For a while now I had been expecting better developer documentation from Microsoft. You’d think if you were looking for tips and ideas on how to develop software that Microsoft would know a thing or two. I mean they write a lot of software (some better than others) and they have several development tools and platforms.
And there is a ton of documentation on specific tools or examples how to use some specific classes in excruciating detail. However, as far as general software design, architecture, and processes they haven’t had much. And that’s the kind of stuff I was looking for.

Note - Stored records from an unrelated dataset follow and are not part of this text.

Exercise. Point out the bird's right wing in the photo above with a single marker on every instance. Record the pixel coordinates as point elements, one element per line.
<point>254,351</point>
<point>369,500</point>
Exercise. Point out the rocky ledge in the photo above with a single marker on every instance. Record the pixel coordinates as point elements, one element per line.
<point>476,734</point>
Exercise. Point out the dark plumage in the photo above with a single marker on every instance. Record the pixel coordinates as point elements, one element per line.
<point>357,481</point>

Then it dawned on me that a tool vendor is going to document how to use all the extended features and document as much as they can about their tool. But many of the principals of good design are platform independent. In fact good practice is often to go for the general case and only use the specialized features when necessary, and even then you build abstraction layers around them.

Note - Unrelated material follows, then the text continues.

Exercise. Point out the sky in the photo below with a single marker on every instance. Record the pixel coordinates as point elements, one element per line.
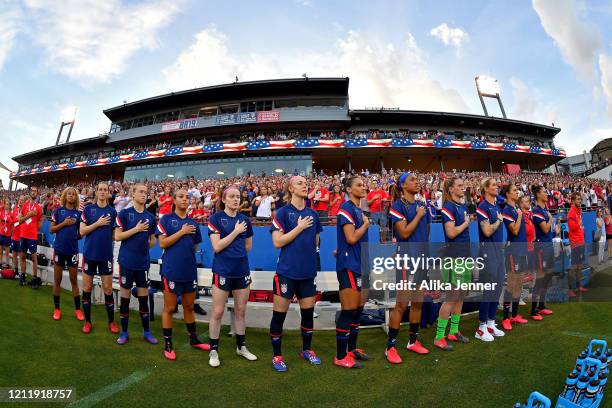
<point>552,58</point>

Then there is the quote “the sky is a different color at Microsoft.” i.e. Microsoft is so big that most everything they use comes from Microsoft. If an idea wasn’t invented there or they have not made their own version of a tool, they often appear ignorant that such an idea or tool exists.

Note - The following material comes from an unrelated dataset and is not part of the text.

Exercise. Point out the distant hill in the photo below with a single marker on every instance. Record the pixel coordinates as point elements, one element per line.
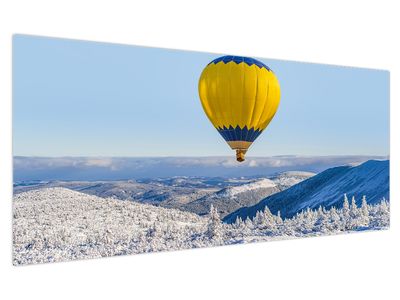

I guess all I’m saying is that I no longer expect this kind of info from Microsoft. Instead I’ve been doing much better learning from blogs, open source projects, and books (lots of books.) The do have a patterns & practices group and they have been improving and the talk about the ASP.NET MVC framework seems promising (lots of examples of interacting with existing open source software.)
I think its one of the failures of the style of documentation which Microsoft uses in it’s .net codebase. Using in-line comments within the code forces you to describe how to use each class separately. There is no place to put comments which describe how to use the code as a whole.
I’m still trying to figure out what Microsoft had in mind when they created the idea of datasets. Sure it makes sense for toy sized projects and applications, but what happens when you have 100+ tables in you database. Do you put all 100 tables into one dataset? Of course not, but then how do you enforce referential integrity when getting new keys from the database.
Another reason that Microsoft doesn’t show you good software development principles is because then it would highlight the deficiencies of its products / frameworks. For example, if you really had an expert using datasets for a large application, it would show that datasets can be more trouble then they are worth.